One famous Guiness World Record holder feared for his life and sanity while trapped in a block of ice. It wasn’t the stunt itself that spooked self-professed street magician David Blaine, it was the sleep deprivation. He described five days without so much as a nap as the most horrific thing humans can experience, in a recent interview for the book “Wide Awake: A Memoire of Insomnia.”
The Guiness World Records banned the sleep-deprivation category of stunts because of the potential health hazard, yet many officially sanctioned feats still require staying awake for days.
This baffling policy sends mixed messages about sleep deprivation.

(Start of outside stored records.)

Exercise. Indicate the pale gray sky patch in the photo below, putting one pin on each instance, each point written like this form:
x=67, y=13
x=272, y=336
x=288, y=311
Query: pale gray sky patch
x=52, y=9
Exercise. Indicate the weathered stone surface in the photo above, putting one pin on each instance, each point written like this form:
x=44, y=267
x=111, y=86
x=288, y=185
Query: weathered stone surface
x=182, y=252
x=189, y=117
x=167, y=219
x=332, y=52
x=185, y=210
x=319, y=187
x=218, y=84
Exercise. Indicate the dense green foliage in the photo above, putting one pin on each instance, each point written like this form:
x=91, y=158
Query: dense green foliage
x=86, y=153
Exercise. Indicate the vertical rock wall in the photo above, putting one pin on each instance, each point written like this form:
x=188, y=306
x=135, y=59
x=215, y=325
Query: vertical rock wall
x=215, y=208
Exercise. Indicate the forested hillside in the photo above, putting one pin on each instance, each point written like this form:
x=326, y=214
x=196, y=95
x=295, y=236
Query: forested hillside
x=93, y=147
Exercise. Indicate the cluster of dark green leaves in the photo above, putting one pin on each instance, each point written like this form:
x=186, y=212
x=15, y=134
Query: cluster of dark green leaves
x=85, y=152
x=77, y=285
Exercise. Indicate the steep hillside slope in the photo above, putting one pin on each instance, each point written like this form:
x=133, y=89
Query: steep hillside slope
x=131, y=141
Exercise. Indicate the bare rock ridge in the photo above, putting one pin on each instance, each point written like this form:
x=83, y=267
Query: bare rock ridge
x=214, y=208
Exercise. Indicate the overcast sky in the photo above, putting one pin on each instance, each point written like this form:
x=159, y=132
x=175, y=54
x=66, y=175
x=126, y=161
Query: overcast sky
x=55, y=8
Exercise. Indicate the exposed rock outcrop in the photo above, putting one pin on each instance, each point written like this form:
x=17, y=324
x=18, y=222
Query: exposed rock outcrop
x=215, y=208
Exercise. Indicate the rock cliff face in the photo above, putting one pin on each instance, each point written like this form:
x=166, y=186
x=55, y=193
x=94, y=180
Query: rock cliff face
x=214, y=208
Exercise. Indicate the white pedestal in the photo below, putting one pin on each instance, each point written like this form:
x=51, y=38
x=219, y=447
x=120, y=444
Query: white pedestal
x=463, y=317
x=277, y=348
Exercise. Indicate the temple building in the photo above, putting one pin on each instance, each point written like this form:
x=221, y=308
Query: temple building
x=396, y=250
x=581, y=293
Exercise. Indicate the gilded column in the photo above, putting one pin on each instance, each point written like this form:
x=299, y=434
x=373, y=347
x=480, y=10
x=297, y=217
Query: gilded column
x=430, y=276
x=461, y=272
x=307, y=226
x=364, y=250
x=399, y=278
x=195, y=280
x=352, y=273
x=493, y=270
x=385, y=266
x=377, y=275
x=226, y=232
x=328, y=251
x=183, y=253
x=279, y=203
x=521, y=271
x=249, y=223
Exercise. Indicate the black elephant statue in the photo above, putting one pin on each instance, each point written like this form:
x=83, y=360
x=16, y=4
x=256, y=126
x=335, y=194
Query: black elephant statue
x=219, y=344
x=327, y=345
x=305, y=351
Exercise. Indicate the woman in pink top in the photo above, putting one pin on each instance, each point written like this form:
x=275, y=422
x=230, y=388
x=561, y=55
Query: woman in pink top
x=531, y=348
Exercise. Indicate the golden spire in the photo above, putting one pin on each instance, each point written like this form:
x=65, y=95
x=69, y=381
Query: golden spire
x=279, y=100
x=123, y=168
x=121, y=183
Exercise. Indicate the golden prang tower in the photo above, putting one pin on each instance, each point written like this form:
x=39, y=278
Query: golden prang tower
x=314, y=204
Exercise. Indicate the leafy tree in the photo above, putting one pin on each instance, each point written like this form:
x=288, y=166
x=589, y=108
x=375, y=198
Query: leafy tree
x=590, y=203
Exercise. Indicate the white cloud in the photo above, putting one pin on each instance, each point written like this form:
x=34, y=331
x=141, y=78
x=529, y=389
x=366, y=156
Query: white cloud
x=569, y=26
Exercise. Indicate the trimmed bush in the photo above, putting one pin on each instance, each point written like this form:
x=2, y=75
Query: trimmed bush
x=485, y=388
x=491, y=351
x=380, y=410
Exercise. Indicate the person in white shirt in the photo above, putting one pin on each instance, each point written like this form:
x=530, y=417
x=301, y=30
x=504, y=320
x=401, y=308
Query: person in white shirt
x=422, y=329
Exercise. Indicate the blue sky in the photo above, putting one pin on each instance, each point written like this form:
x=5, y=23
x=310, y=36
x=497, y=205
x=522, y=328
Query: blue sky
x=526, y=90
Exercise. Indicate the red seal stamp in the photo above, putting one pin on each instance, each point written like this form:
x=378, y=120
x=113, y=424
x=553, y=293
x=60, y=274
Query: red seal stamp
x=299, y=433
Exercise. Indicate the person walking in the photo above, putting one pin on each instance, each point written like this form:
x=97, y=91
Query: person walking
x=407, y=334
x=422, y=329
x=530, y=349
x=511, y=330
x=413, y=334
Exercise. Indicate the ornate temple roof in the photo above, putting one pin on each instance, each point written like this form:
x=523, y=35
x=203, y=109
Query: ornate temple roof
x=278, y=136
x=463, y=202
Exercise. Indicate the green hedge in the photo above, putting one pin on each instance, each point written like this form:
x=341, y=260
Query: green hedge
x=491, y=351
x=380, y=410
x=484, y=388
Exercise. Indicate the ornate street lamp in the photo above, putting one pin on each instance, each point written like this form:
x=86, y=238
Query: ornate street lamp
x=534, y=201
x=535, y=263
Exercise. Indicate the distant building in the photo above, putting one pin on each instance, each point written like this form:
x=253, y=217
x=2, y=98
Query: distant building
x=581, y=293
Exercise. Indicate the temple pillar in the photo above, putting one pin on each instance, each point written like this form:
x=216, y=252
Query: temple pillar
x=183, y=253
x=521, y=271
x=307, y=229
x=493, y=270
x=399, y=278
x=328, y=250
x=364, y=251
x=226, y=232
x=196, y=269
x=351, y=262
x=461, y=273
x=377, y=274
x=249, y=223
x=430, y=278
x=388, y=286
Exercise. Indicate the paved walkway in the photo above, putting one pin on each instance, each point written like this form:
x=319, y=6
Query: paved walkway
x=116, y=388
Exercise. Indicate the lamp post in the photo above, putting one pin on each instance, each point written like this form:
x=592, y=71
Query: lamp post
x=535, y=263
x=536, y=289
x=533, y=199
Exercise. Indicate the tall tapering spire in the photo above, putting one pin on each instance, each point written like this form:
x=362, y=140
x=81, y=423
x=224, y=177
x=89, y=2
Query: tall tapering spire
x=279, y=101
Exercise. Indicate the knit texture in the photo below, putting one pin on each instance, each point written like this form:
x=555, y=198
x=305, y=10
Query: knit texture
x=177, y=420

Staying up for a week straight isn't okay unless the time is spent playing trading card games?
A bowler who recently disregarded his own health to chase a world record shared Blaine’s sentiments about sleep-deprivation. He called the mental anguish from sleeplessness the hardest part the world’s longest tenpin bowling marathon.
ESPN Dallas reports Stephen Shanabrook, 24, rolled for five days straight at a 24 hour bowling alley in Plano, Texas.
Unlike Blaine he allowed himself to take a few extremely brief naps. The longest lasted only two hours. Shanabrook aimed for five games an hour or a game every 12 minutes because the official Guiness rules state the record-holder must bowl within the “spirit of the game.” Any time that was left over could be accumulated and used for whatever he wanted. Naturally he chose bathroom breaks, eating and occasionally napping.
The stunt began last Monday and ended five days and five hours later, easily shattering the current record.